Durant le voyage, Deng a découvert l'Afrique réelle, qui n'est pas si en retard que l'on se l'imagine souvent. Dans les grandes villes, les fonctionnaires et les cols-blancs en costume-cravate prennent une voiture pour aller au travail. Les habitants locaux sont très sympathiques.

Pour sa sécurité, Deng Shen voyage souvent avec d'autres jeunes femmes. « L'autostop par exemple, explique-t-elle, il est plus sûr pour une femme de s'asseoir dans le siège passager avant. On peut plus ou moins avoir une idée du statut social de la personne qui nous prend en stop selon le modèle et l'entretien de sa voiture. Pour le couchsurfing, il vaut mieux choisir une famille bien évaluée. Les familles de 3 ou 4 personnes sont plus sûres. »

Voyager pour voir l'inconnu

Grâce au couchsurfing, Deng Shen a pu découvrir la vie quotidienne des habitants locaux avec un logement gratuit. Quand elle n'est pas en voyage, elle propose aussi aux gens de s'installer chez elle.

Elle a connu de nombreuses familles, des normales et des un peu plus « spéciales » : des naturistes, un monsieur créole ayant eu 10 enfants avec différentes femmes…. À Taichung, elle a rencontré un Occidental assez particulier. Celui-ci avait construit une maison avec des tôles en plastique : deux chambres : une pour lui et une pour les invités. Titulaire d'une maîtrise en informatique, il travaillait dans la programmation de logiciels, et aimait se travestir. Deng et son amie lui ont demandé de le faire et « elles » ont fait la cuisine ensemble avec des légumes sauvages du jardin dans la cuisine bricolée.

« Voyager, c'est être à l'écoute de ce que l'on n'a jamais entendu, découvrir ce que l'on n'a jamais vu, faire l'expérience de la vie de personnes différentes, nous explique Deng Shen. Cela rend plus tolérant. »

En 2011, pendant un voyage en Turquie, son propriétaire allemand lui téléphone pour lui dire que ses deux bagages mis à la consigne avaient été « emportés par la Croix-Rouge car personne ne s'était présenté pour les récupérer ». À l'exception des bagages simples qu'elle emmenait avec elle pendant ses voyages, toute sa vie était dans ces deux valises : des livres, des vêtements, des articles d'usage courant, sa carte d'identité et plein d'autres choses accumulées depuis des années.

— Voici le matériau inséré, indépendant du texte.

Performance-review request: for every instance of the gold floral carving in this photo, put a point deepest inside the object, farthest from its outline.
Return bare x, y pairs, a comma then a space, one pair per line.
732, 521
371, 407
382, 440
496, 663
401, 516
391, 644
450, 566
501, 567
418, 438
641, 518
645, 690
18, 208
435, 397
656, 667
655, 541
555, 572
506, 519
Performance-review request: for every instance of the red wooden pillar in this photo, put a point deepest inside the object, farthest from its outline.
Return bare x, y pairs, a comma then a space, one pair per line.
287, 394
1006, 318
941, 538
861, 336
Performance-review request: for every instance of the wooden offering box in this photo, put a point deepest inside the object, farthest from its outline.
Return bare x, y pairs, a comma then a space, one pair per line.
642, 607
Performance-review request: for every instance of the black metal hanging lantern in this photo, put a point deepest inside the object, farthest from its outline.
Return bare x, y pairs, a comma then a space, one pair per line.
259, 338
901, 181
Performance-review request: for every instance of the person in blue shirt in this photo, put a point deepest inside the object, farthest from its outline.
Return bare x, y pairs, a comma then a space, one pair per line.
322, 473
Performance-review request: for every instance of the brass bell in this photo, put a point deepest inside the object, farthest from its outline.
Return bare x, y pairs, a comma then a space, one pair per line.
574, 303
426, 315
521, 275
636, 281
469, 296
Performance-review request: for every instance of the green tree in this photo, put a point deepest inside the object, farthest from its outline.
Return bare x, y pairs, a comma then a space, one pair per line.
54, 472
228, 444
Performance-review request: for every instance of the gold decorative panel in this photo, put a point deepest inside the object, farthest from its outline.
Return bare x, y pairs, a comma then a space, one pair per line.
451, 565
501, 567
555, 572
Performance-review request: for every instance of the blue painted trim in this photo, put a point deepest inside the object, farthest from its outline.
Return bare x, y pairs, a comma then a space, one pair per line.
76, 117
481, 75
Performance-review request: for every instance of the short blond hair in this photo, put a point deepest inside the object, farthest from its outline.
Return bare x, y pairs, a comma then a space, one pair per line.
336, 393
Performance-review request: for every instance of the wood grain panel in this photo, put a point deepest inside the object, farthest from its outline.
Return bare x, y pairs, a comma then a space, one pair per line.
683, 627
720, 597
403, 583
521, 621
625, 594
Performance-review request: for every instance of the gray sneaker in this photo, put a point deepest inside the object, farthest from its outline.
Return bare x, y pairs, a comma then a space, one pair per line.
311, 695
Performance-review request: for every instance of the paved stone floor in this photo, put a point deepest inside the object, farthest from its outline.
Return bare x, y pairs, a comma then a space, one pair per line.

Miraculeusement, ces bagages ont été retrouvés. Cela reste l'expérience la pire de toute sa vie : « J'étais dans le dénuement le plus complet. C'est là que j'ai enfin compris la valeur des choses mais aussi ce que signifie "accumuler" », nous raconte Deng Shen.

Après son retour en Allemagne, elle a retrouvé ses valises et les a vidées : elle n'en a gardé que l'essentiel. Le reste, ce qu'elle ne voulait pas abandonner ou ce qu'elle croyait utile un jour, a été donné à des amis ou à des personnes qui en avaient besoin.

Après cela, il ne lui restait plus qu'un bagage de 20 kilos qu'elle pouvait emporter n'importe où.

« Peut-être devrions-nous nous poser la question : si je perdais tous mes biens à cause d'une catastrophe, qu'est-ce que je voudrais retrouver ? Si je partais dans un pays éloigné, qu'est-ce que je garderais sur moi ? Les jolis vêtements et les choses frivoles ont-elles un vrai sens ? »

 

En décembre 2013, Deng Shen mène une enquête sur la pollution environnementale dans une zone minière des Andes. (PHOTOS FOURNIES PAR DENG SHEN)

 

Un tour du monde grâce au crowdfunding

Faire le tour du monde avec le Star Alliance Round The World était depuis longtemps le rêve de Deng Shen. En 2015, après avoir obtenu sa maîtrise, elle a de nouveau eu envie de réaliser ce rêve, mais devant le coût de 100 000 yuans, elle hésitait, ses amis lui ont recommandé le financement participatif.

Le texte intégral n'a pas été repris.